Schema Design Visualization
Here’s our coffee shop database schema:
erDiagram CUSTOMERS ||--o{ ORDERS : places ORDERS ||--|{ ORDER_ITEMS : contains PRODUCTS ||--o{ ORDER_ITEMS : "ordered in" CUSTOMERS { int id PK varchar name varchar email UK } ORDERS { int id PK int customer_id FK timestamp order_date decimal total_amount } ORDER_ITEMS { int order_id PK,FK int product_id PK,FK int quantity decimal unit_price } PRODUCTS { int id PK varchar name decimal price text description boolean in_stock timestamp created_at }
Advanced Querying Techniques
PostgreSQL offers powerful querying tools:
Aggregation Functions
-- Get average price of products
SELECT AVG(price) AS average_price FROM products;
-- Get price statistics
SELECT
MIN(price) AS lowest,
MAX(price) AS highest,
AVG(price) AS average,
SUM(price) AS total
FROM products;
-- Group by with counts
SELECT
in_stock,
COUNT(*) AS product_count,
AVG(price) AS average_price
FROM products
GROUP BY in_stock;
-- Having clause (like WHERE but for groups)
SELECT
customer_id,
COUNT(*) AS order_count,
SUM(total_amount) AS total_spent
FROM orders
GROUP BY customer_id
HAVING COUNT(*) > 1; -- Only customers with multiple orders
Subqueries
-- Subquery in WHERE clause
SELECT name, price
FROM products
WHERE price > (SELECT AVG(price) FROM products);
-- Subquery in FROM clause
SELECT customer_id, order_count
FROM (
SELECT customer_id, COUNT(*) AS order_count
FROM orders
GROUP BY customer_id
) AS order_counts
WHERE order_count > 5;
Common Table Expressions (CTEs)
These are like temporary named result sets:
-- Calculate revenue per product
WITH product_revenue AS (
SELECT
p.id,
p.name,
SUM(oi.quantity * oi.unit_price) AS revenue
FROM products p
JOIN order_items oi ON p.id = oi.product_id
GROUP BY p.id, p.name
)
SELECT
name,
revenue,
revenue / (SELECT SUM(revenue) FROM product_revenue) * 100 AS percentage
FROM product_revenue
ORDER BY revenue DESC;
Basic Database Administration
User Management
-- Create a new user
CREATE USER barista WITH PASSWORD 'espresso123';
-- Grant privileges
GRANT SELECT, INSERT ON products TO barista;
GRANT SELECT, INSERT, UPDATE ON orders, order_items TO barista;
-- Make a user a superuser (admin)
ALTER USER barista WITH SUPERUSER;
-- Remove privileges
REVOKE INSERT ON products FROM barista;
Backup & Restore
# Create a backup
pg_dump -U postgres coffee_shop > coffee_shop_backup.sql
# Restore from backup
psql -U postgres coffee_shop < coffee_shop_backup.sql
# Backup a specific table
pg_dump -U postgres -t products coffee_shop > products_backup.sql
Performance Tips
Use EXPLAIN ANALYZE to see query plans:
EXPLAIN ANALYZE SELECT * FROM orders WHERE customer_id = 1;
Keep your database maintained:
-- Cleanup and optimize a table VACUUM ANALYZE products;
Use appropriate data types (INT for IDs, not VARCHAR)

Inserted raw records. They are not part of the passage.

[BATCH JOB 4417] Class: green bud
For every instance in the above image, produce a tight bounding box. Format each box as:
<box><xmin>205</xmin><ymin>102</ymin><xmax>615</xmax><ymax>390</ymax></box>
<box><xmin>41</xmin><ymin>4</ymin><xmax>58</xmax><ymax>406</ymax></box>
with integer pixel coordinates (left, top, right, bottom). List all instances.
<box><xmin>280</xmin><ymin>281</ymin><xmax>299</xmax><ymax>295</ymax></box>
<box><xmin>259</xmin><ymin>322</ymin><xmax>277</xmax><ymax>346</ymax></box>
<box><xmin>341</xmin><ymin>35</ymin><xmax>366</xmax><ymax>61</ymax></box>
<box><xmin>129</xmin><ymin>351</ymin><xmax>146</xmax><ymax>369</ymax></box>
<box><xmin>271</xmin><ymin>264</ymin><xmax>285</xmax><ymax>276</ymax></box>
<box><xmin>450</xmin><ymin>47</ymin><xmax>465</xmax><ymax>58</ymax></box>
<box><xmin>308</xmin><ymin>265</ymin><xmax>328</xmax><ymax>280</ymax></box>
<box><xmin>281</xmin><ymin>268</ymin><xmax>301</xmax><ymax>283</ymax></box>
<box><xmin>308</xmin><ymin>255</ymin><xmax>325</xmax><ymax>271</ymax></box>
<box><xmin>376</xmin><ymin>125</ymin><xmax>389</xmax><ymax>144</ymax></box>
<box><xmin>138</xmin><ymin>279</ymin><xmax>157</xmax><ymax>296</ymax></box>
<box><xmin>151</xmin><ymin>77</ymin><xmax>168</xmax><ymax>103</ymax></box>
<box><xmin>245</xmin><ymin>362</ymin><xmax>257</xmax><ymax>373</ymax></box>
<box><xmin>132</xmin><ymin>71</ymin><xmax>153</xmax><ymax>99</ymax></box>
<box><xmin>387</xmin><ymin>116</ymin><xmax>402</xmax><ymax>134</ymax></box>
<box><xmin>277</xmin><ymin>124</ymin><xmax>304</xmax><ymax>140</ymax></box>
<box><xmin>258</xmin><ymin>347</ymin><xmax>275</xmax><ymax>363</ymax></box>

Limit results with LIMIT when possible
Use prepared statements for repeated queries
The 15% You’ll Explore on Your Own
Here’s what we haven’t covered that you might want to explore next:
- Transactions & ACID properties - For maintaining data integrity during complex operations
- Window functions - For advanced analytical queries
- Full-text search - PostgreSQL has powerful text search capabilities
- JSON functionality - Store and query JSON data natively
- Triggers & stored procedures - For automating database actions
- Views & materialized views - For simplifying complex queries
- Partitioning - Splitting large tables for better performance
- Replication & high availability - For database redundancy
- Connection pooling - For managing many concurrent connections
- Extensions - Like PostGIS for geospatial data or TimescaleDB for time-series
Summary
You now know the 85% of PostgreSQL you’ll use daily:
- Creating and managing databases and tables
- CRUD operations (Create, Read, Update, Delete)
- Relationships between tables and JOINs
- Indexing for performance
- Basic administration
The remaining 15% are more specialized features you can explore as you need them. PostgreSQL has excellent documentation at postgresql.org for when you’re ready to dive deeper!